At the Tuesday, January 21, 2014 County Board meeting Assistant County Attorney Molly Hicken gave an update on the South Fowl snowmobile trail lawsuit in which the county, along with Conservationists with Common Sense (CWCS) of Ely and the Arrowhead Coalition for Multiple Use (ACMU), are interveners. The county and the nonprofit organizations have aligned themselves with the U.S. Forest Service in the lawsuit that followed the Forest Service’s plan to construct a 2.2-mile snowmobile trail between McFarland and South Fowl lakes.
Assistant County Attorney Hicken said she had corresponded with the county’s attorney in this matter, David Oberstar of Fryberger, Buchanan, Smith & Frederick of Duluth. Hicken explained that the plaintiffs who initiated litigation in 2006—the Izaak Walton League of America, Inc., Wilderness Watch of Missoula, Montana, Sierra Club Northstar Chapter and Northeastern Minnesotans for Wilderness—had submitted a request on August 30, 2013 to amend their original complaint.
The groups opposed to the snowmobile trail assert that the public was not given adequate opportunity to comment on the Forest Service’s “hybrid” or “adaptive management” proposal.

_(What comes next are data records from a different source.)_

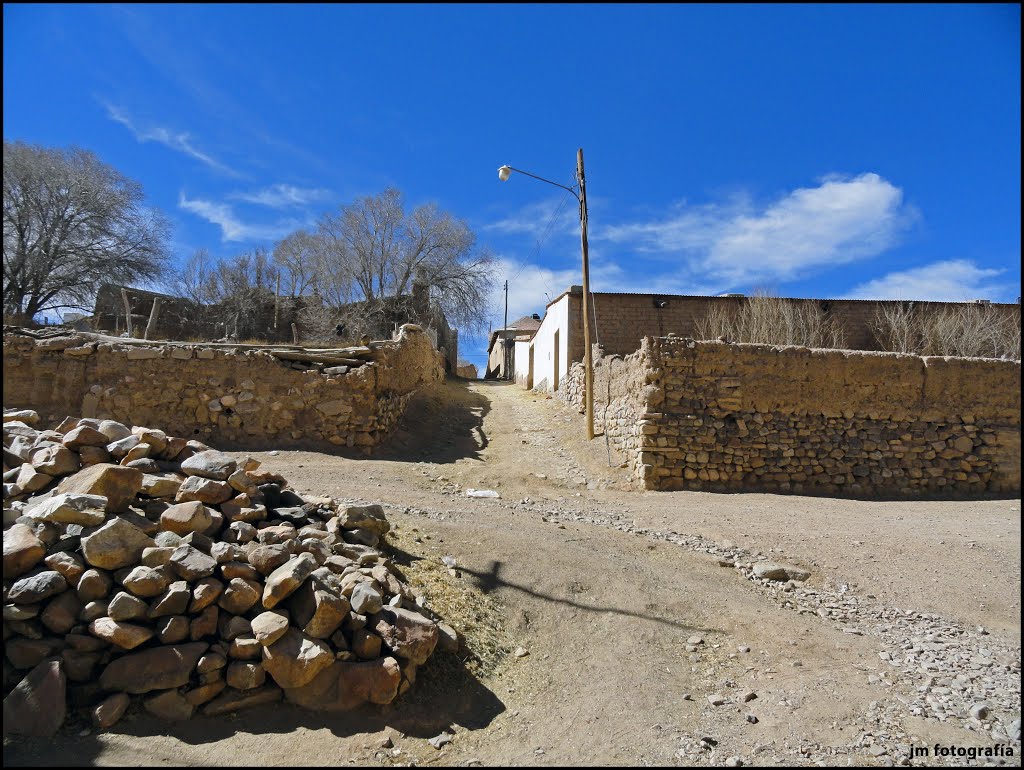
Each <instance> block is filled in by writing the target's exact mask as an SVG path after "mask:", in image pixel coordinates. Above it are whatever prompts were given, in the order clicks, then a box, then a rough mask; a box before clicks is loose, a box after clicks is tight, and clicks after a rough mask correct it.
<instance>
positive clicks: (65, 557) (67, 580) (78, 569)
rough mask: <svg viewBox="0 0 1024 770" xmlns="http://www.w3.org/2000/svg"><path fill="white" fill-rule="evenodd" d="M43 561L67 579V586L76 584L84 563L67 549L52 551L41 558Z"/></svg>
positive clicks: (48, 565) (81, 573)
mask: <svg viewBox="0 0 1024 770" xmlns="http://www.w3.org/2000/svg"><path fill="white" fill-rule="evenodd" d="M43 562H44V563H45V564H46V566H48V567H49V568H50V569H55V570H57V571H58V572H60V574H62V575H63V576H65V580H66V581H68V585H69V586H78V581H79V579H80V578H81V576H82V573H83V572H84V571H85V564H83V563H82V560H81V559H80V558H79V557H78V556H77V555H76V554H72V553H68V552H67V551H54V552H53V553H51V554H50V555H49V556H47V557H46V558H45V559H43Z"/></svg>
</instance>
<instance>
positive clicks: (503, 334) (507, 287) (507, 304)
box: [502, 281, 511, 380]
mask: <svg viewBox="0 0 1024 770" xmlns="http://www.w3.org/2000/svg"><path fill="white" fill-rule="evenodd" d="M502 329H503V330H504V333H503V335H502V359H503V360H504V365H503V366H502V370H503V372H502V374H503V375H505V379H506V380H509V379H511V378H510V377H509V338H508V333H509V282H507V281H506V282H505V326H504V327H502Z"/></svg>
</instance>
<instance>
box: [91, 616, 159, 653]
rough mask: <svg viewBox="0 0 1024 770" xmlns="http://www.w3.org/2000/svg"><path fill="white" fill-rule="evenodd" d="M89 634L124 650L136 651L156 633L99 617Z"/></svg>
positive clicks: (108, 617) (106, 617)
mask: <svg viewBox="0 0 1024 770" xmlns="http://www.w3.org/2000/svg"><path fill="white" fill-rule="evenodd" d="M89 633H91V634H92V635H93V636H95V637H98V638H99V639H102V640H104V641H108V642H110V643H111V644H116V645H117V646H119V647H121V648H122V649H135V647H137V646H138V645H140V644H142V643H144V642H147V641H148V640H150V639H152V638H153V635H154V633H155V632H154V630H153V629H151V628H146V627H145V626H135V625H134V624H130V623H119V622H118V621H115V619H114V618H112V617H97V618H96V619H95V621H93V622H92V623H90V624H89Z"/></svg>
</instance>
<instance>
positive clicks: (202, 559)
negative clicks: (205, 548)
mask: <svg viewBox="0 0 1024 770" xmlns="http://www.w3.org/2000/svg"><path fill="white" fill-rule="evenodd" d="M167 564H168V566H169V567H170V568H171V569H173V570H174V571H175V572H176V573H177V574H178V576H180V578H181V579H182V580H185V581H188V582H194V581H198V580H200V579H201V578H209V576H210V575H211V574H213V572H214V570H215V569H216V568H217V560H216V559H214V558H213V557H212V556H208V555H207V554H205V553H203V552H202V551H200V550H199V549H198V548H193V547H191V546H189V545H187V544H184V545H180V546H178V547H177V548H175V549H174V553H172V554H171V558H170V559H169V560H168V562H167Z"/></svg>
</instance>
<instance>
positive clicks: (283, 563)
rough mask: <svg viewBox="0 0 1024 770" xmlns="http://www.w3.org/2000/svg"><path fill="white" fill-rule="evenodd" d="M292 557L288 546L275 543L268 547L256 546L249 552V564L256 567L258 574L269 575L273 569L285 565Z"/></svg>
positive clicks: (269, 545) (277, 567)
mask: <svg viewBox="0 0 1024 770" xmlns="http://www.w3.org/2000/svg"><path fill="white" fill-rule="evenodd" d="M291 557H292V554H291V552H290V551H289V550H288V546H286V545H283V544H280V543H275V544H273V545H269V546H257V547H256V548H254V549H252V550H251V551H250V552H249V563H250V564H252V565H253V566H254V567H256V568H257V569H258V570H259V571H260V574H264V575H266V574H270V572H272V571H273V570H274V569H276V568H278V567H280V566H281V565H282V564H284V563H286V562H287V561H288V560H289V559H290V558H291Z"/></svg>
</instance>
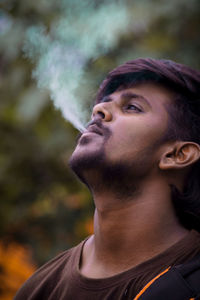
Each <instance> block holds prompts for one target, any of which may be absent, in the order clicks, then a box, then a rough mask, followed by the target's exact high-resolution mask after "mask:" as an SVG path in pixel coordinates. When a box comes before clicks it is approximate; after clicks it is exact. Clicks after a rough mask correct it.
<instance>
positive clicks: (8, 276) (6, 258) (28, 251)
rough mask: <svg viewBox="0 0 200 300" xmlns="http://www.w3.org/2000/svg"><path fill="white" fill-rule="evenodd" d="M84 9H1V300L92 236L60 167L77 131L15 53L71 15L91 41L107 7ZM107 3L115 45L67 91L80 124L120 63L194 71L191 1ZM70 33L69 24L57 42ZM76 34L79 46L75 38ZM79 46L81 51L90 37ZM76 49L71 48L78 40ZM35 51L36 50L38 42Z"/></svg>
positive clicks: (74, 7)
mask: <svg viewBox="0 0 200 300" xmlns="http://www.w3.org/2000/svg"><path fill="white" fill-rule="evenodd" d="M89 2H91V1H86V2H85V6H84V9H82V8H81V11H79V10H77V7H73V5H76V6H78V5H79V4H78V1H74V2H73V3H74V4H73V5H72V1H71V0H65V1H63V0H60V1H57V0H34V1H27V0H0V200H1V204H0V299H2V300H10V299H12V298H13V296H14V294H15V293H16V291H17V289H18V288H19V287H20V286H21V284H22V283H23V282H24V281H25V280H26V279H27V277H29V276H30V275H31V274H32V273H33V272H34V271H35V270H36V268H38V267H39V266H41V264H43V263H45V262H46V261H47V260H49V259H51V258H52V257H54V256H55V255H56V254H58V253H59V252H61V251H64V250H66V249H68V248H70V247H72V246H74V245H76V244H77V243H78V242H80V241H81V240H82V239H84V238H85V237H86V236H87V235H89V234H92V232H93V225H92V217H93V210H94V207H93V203H92V198H91V195H90V194H89V192H88V190H87V189H86V188H85V186H83V185H82V184H81V183H80V182H79V181H78V180H77V179H76V177H75V176H74V175H73V174H72V172H71V171H70V169H69V168H68V165H67V162H68V158H69V156H70V154H71V152H72V151H73V148H74V146H75V143H76V136H77V134H78V131H77V129H75V128H74V127H73V126H72V125H71V124H70V123H69V122H68V121H66V120H65V119H64V117H63V114H62V113H61V111H60V110H59V109H55V108H54V104H53V102H52V101H51V99H50V92H49V90H48V88H44V87H43V88H42V87H41V88H39V87H38V86H37V79H38V78H37V76H35V77H34V78H33V77H32V72H33V70H35V68H36V67H37V63H38V59H35V60H30V58H29V56H28V55H25V54H24V50H23V49H24V43H25V40H26V39H27V29H29V28H30V26H37V25H41V24H42V25H44V26H46V28H47V32H48V30H49V31H50V29H51V30H52V24H55V22H58V21H59V20H60V19H62V20H63V19H64V20H67V18H70V22H72V25H71V26H72V27H73V28H74V26H76V24H77V22H78V21H79V14H80V19H81V18H82V19H83V20H84V16H85V22H87V20H90V16H91V17H92V19H93V21H94V23H93V26H94V27H93V30H94V33H95V32H96V30H97V28H95V25H94V24H95V18H96V15H95V13H96V11H97V10H98V8H99V7H101V8H102V7H105V11H104V13H102V16H101V20H102V22H104V18H105V20H107V19H106V18H107V17H108V16H106V5H107V3H108V2H109V1H105V0H104V1H103V0H96V1H92V2H95V5H96V6H97V7H95V9H94V8H93V10H91V7H90V3H89ZM112 3H113V5H115V9H113V10H112V11H113V16H112V19H111V21H112V22H111V23H108V22H107V23H106V24H107V25H106V26H107V30H106V31H107V32H109V28H111V27H112V30H111V32H112V34H113V35H114V34H115V36H116V38H115V40H114V41H113V40H112V42H110V44H109V45H108V46H106V47H105V45H103V47H101V46H102V44H101V41H99V44H98V45H97V47H96V48H95V49H96V50H95V49H94V51H97V49H98V47H100V48H101V51H99V52H98V55H88V56H87V55H86V56H85V60H84V76H83V77H84V80H83V79H82V80H79V82H78V86H77V88H76V95H77V97H78V98H79V99H81V100H82V101H83V103H84V105H85V107H87V110H88V115H89V111H90V107H91V106H92V101H93V100H94V97H95V93H96V91H97V89H98V86H99V85H100V83H101V81H102V80H103V78H104V77H105V76H106V74H107V72H108V71H110V70H111V69H113V68H114V67H116V66H117V65H119V64H120V63H123V62H125V61H127V60H130V59H134V58H138V57H153V58H167V59H172V60H175V61H177V62H180V63H183V64H187V65H189V66H191V67H194V68H196V69H199V68H200V39H199V31H200V1H199V0H190V1H188V0H168V1H165V0H133V1H131V0H130V1H117V0H116V1H112ZM63 5H64V6H63ZM120 5H122V6H123V7H124V8H125V9H126V11H128V14H127V24H126V26H125V27H124V28H123V30H120V29H119V26H118V28H116V32H115V22H114V21H113V20H115V21H116V24H117V23H118V24H119V21H120V14H117V9H118V7H119V10H120V9H121V7H120ZM63 7H64V9H63ZM63 11H65V13H63ZM74 11H75V12H76V13H75V14H74V15H73V13H74ZM91 14H93V15H91ZM115 14H116V16H115ZM98 18H99V15H98ZM123 18H124V15H123ZM125 18H126V15H125ZM124 22H125V21H124ZM104 23H105V22H104ZM97 25H98V24H97ZM113 26H114V27H113ZM72 27H70V24H68V28H67V31H66V36H67V35H68V33H69V32H70V31H71V28H72ZM113 28H114V31H113ZM90 30H91V29H90ZM71 32H73V31H71ZM79 33H80V36H81V30H79ZM90 34H91V32H90ZM87 38H88V43H89V40H90V35H89V36H88V37H87ZM76 39H77V40H78V39H79V38H78V35H77V32H76V35H75V40H76ZM34 42H35V47H36V49H37V38H36V40H35V41H34ZM64 42H65V41H64ZM75 42H76V41H75ZM75 42H74V41H73V43H74V44H73V47H75V45H76V43H75ZM67 43H68V45H69V40H68V41H67Z"/></svg>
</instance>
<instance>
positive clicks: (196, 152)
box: [159, 141, 200, 170]
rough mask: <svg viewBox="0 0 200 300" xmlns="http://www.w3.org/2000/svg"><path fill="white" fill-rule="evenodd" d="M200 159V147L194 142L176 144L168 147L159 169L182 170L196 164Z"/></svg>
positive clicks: (197, 144) (175, 142)
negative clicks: (175, 169)
mask: <svg viewBox="0 0 200 300" xmlns="http://www.w3.org/2000/svg"><path fill="white" fill-rule="evenodd" d="M199 158H200V146H199V145H198V144H196V143H193V142H181V141H180V142H175V143H173V144H171V145H168V146H166V148H165V151H164V152H163V154H162V156H161V159H160V161H159V168H160V169H161V170H170V169H174V170H175V169H176V170H177V169H181V168H185V167H187V166H190V165H192V164H194V163H195V162H196V161H197V160H198V159H199Z"/></svg>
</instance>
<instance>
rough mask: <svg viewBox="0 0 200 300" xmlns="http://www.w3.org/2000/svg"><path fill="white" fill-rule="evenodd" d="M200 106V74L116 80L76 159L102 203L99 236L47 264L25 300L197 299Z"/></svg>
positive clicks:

The groups argue that then-Forest Service Superior National Forest Gunflint District Ranger Dennis Neitzke did not properly consider the impacts of his February 2006 decision to build “Alternative 2, North Route” with the caveat that if the trail was misused it would be closed and a different route would be constructed.
Hicken said, “Essentially what occurred is the court allowed an amendment to be filed. Basically that restarts the litigation.”
Hicken said Attorney Oberstar filed an answer to the complaint on behalf of Cook County and the nonprofits he represents (CWCS and ACMU) at a hearing. “There was a hearing that was brief, with no surprises. At the end of the hearing the judge put out a scheduling order—or deadlines. The bottom line is the submissions that come from Oberstar on behalf of the county will not be due until August,” said Hicken.
She explained that first the plaintiffs (Izaak Walton League and others) file, then the U.S. Forest Service files, then as interveners the county, CWCS and ACMU file.
Hicken said once all of the documents have been filed another hearing will be set, but she said it was unlikely that would happen before the end of 2014.
Hicken added, “If you have specific questions about the strengths of the intervener’s arguments, I encourage you to contact me.”
She noted that she had learned a lot about the matter in the last six weeks exchanging emails with Attorney Oberstar. She noted that Oberstar thought this was a renewal of the original argument. “He’s not concerned that the plaintiffs’ case is any stronger than the first time around,” said Hicken.
The Cook County Board of Commissioners has lent its support to the Forest Service’s attempt to construct a trail that closely resembles a trail it closed in 2003 with several motions and by hiring Attorney Oberstar to join the lawsuit.
The county has sided with a number of local residents, like the members of the Arrowhead Coalition for Multiple Use, who believe the snowmobile trail between the two Hovlandarea lakes should have been rerouted long ago. The U.S. Forest Service closed the trail in 2003 because it was found to be entering the Boundary Waters Canoe Area Wilderness (BWCAW) for a few hundred feet.
However, Ron Carlson, an ACMU board member, states that the trail, called the “Tilbury Trail” by the people who used it, predates the creation of the BWCAW and follows a logging road built by Grand Marais logger Verl Tilbury. The trail, according to U.S. Forest Service documents, is visible outside the BWCA. Carlson said when the Boundary Waters Act of 1978 was passed, the wilderness boundaries were changed and the trail was inadvertently included in the wilderness. No closure signs were posted though, until 2003.
Carlson said if the trail had been rerouted in 1978, in accordance with the Boundary Waters Act, none of the seemingly never-ending environmental studies and legal issues would be taking place now.
Also still pending is the court’s decision on whether or not the sound of snowmobiles on the proposed trail will negatively impact the BWCAW.